The radio fed the low sounds of Warrant into the dark surrounding us. Janie Lane was oozing over heaven and I was sure I’d gotten a peek into hell with those two words that seemed to cancel out everything else.
“Not yet.”
He held my body, but my mind was beyond reach, thinking of that girl, wondering what she’d done to him to make him say that. What did she look like? Where was she from? But I also knew I would never ask him about her. I really didn’t want answers. I just wanted to hold onto him as long as I could, because I had lived without Jake for fifteen years. Now that I had him, I couldn’t imagine what my life wou
ld look like without him, or that there would ever be a time when I wouldn’t desperately need him.
“Not yet.”
14
—Angel
Garfield had it right when he suggested getting rid of Mondays. That whole weekend stunk. Friday afternoon with my shrink had gotten the stink-ball going. Then Jake and his confusing visit.
“Not yet.”
I’ve suffered migraines since I was five. Noting I can do about it, but they come more often when I’m upset or worried. And Jakes’ painful admission that night—“Not yet”—had me stressed to the max. The pain came on early Saturday morning, just before he left.
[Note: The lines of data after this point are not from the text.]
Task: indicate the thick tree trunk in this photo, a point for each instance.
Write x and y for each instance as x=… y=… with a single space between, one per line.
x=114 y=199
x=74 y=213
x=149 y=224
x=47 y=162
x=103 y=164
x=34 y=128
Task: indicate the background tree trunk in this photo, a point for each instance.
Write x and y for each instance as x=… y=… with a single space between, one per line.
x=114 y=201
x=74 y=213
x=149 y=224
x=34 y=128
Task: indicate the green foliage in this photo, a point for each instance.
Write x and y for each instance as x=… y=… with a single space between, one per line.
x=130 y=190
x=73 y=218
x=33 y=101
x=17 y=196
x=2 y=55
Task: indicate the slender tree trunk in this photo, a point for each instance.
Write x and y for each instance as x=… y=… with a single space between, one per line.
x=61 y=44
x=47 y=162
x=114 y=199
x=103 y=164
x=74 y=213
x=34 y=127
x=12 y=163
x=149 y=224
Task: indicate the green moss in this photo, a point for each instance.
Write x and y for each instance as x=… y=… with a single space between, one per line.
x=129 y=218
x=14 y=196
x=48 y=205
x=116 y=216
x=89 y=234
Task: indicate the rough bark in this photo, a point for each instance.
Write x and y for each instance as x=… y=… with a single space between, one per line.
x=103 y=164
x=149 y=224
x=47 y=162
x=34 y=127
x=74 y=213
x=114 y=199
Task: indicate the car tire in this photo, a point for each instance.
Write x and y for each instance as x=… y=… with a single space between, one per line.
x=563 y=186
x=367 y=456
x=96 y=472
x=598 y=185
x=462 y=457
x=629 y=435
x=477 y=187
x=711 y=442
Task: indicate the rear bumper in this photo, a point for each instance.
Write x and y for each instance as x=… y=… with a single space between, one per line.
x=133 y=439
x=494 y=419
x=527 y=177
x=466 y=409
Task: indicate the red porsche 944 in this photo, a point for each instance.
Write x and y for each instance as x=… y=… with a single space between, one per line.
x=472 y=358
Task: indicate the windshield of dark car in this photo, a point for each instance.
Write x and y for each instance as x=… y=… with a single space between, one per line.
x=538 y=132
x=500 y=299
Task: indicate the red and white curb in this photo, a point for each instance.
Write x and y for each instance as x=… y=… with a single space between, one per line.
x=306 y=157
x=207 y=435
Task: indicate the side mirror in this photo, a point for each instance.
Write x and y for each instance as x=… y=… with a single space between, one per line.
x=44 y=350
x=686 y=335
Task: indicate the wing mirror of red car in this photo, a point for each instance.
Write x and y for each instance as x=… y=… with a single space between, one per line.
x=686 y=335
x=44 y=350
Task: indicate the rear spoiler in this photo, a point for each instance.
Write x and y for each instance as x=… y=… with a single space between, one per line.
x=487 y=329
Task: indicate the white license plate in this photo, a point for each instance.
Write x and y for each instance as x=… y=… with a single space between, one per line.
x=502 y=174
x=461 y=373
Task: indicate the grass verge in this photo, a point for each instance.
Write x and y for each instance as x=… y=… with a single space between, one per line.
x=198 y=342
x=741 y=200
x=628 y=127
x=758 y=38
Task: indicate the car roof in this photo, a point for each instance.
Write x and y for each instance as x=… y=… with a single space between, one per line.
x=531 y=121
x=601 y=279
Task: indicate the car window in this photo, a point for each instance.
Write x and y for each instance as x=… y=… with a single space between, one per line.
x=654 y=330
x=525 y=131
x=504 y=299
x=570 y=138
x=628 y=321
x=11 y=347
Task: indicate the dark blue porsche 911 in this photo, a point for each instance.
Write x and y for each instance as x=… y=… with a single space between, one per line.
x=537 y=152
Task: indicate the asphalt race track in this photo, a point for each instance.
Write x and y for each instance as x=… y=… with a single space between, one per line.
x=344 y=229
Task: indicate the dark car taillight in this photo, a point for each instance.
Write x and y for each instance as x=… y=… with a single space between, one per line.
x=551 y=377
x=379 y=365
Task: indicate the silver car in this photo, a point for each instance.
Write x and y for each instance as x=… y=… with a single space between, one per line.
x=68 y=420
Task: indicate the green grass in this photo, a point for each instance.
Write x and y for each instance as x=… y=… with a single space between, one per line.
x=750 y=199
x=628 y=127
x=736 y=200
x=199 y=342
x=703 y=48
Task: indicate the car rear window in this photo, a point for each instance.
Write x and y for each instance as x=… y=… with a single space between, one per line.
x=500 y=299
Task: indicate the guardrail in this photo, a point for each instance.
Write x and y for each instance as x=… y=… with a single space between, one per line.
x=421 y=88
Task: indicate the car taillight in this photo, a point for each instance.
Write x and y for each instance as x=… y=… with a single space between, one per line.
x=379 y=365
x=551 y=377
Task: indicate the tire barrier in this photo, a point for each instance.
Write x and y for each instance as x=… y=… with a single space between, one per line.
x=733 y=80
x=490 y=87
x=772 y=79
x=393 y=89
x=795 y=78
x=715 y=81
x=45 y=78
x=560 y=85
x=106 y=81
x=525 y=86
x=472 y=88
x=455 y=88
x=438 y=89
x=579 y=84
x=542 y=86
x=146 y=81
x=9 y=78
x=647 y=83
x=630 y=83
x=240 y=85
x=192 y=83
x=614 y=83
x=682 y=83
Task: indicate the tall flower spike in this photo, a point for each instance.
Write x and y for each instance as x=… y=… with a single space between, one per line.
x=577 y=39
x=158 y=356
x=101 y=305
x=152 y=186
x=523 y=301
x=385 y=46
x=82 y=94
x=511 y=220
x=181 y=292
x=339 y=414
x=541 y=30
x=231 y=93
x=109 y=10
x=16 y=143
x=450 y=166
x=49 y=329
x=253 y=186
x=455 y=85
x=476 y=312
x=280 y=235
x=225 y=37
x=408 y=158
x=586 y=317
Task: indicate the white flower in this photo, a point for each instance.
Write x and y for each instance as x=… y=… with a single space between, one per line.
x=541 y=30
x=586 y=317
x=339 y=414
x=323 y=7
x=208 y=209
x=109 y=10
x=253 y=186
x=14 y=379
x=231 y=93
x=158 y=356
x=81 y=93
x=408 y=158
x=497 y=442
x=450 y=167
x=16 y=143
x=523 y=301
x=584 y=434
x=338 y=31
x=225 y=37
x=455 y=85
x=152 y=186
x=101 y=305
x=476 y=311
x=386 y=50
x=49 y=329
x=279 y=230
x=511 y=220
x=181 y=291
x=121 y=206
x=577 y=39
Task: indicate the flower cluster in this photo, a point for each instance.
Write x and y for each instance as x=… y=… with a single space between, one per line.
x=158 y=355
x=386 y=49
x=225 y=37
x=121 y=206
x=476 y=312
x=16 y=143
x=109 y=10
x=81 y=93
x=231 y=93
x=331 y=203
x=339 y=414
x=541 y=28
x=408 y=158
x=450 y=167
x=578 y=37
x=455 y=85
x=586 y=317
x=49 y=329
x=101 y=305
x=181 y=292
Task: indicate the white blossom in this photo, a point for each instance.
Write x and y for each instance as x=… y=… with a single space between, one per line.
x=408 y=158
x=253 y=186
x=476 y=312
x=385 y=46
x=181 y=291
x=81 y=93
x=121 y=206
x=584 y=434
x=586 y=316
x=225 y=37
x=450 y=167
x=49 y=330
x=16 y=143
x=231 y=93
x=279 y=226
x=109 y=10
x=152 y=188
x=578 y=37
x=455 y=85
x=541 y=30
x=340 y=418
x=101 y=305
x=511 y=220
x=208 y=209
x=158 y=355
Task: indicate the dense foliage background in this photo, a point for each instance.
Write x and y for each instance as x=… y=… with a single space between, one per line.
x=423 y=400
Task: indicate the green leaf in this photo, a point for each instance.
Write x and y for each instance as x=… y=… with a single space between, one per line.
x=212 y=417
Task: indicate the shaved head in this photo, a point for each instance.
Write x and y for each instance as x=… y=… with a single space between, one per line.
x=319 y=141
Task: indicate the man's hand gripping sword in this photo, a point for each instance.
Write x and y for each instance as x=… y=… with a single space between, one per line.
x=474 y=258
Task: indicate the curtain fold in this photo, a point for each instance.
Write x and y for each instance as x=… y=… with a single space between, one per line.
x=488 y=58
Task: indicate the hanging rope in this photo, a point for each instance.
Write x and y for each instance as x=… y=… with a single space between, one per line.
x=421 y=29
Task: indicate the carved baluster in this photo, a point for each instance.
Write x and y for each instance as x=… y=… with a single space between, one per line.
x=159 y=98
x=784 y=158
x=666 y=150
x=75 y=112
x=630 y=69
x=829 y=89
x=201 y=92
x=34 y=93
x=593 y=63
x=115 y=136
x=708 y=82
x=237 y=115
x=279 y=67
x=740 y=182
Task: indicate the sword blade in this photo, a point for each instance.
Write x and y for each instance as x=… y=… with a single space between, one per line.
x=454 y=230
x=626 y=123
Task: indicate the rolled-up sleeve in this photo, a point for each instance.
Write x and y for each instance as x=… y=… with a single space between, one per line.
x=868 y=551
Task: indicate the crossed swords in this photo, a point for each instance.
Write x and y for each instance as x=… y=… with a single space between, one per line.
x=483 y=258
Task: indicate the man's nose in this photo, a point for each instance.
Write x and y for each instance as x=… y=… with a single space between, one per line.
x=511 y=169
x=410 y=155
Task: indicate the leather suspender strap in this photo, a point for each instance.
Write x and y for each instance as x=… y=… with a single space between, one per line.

I didn’t do a thing for two whole days except lay in my room and writhe. Jake had felt bad, of course. He wanted to take me with him to visit his mom and little brother, Henry. There was nothing he could do for me, though. So, he went by himself and then picked up some extra shifts at work on Sunday.
And Avery was sick with a flu or something. She’d called a few times, but I told her to stay away. The only thing that could help was silence. Austen looked in on me when Deanna was gone. He brought me water and my pills. On Sunday morning he made special brownies, but wouldn’t let me have any. Deanna brought me soup, but I couldn’t touch it.
By Monday morning, I was exhausted, poking around in my bag and digging out a thin white binder labeled Language Arts. It wasn’t a Language Arts class, it was Advanced English Literature, but I’d gotten the binder from this shelf in the office where they kept used materials for students who couldn’t afford them. I opened the thin binder and started sifting for my writing assignment.
I couldn’t remember what I did with my homework. Last Thursday I’d started my essay. I completed the outline and prepared a first draft. Then, after my headache went away, I got it out again to write the final draft but could not recall anything beyond that.
I strained to remember . . . sitting in my room, lying on my stomach. I was on the floor, my knees bent up behind me. I remember, music playing and I was stretching, trying to touch my head with my toes. Then . . . nothing. Did I fall asleep?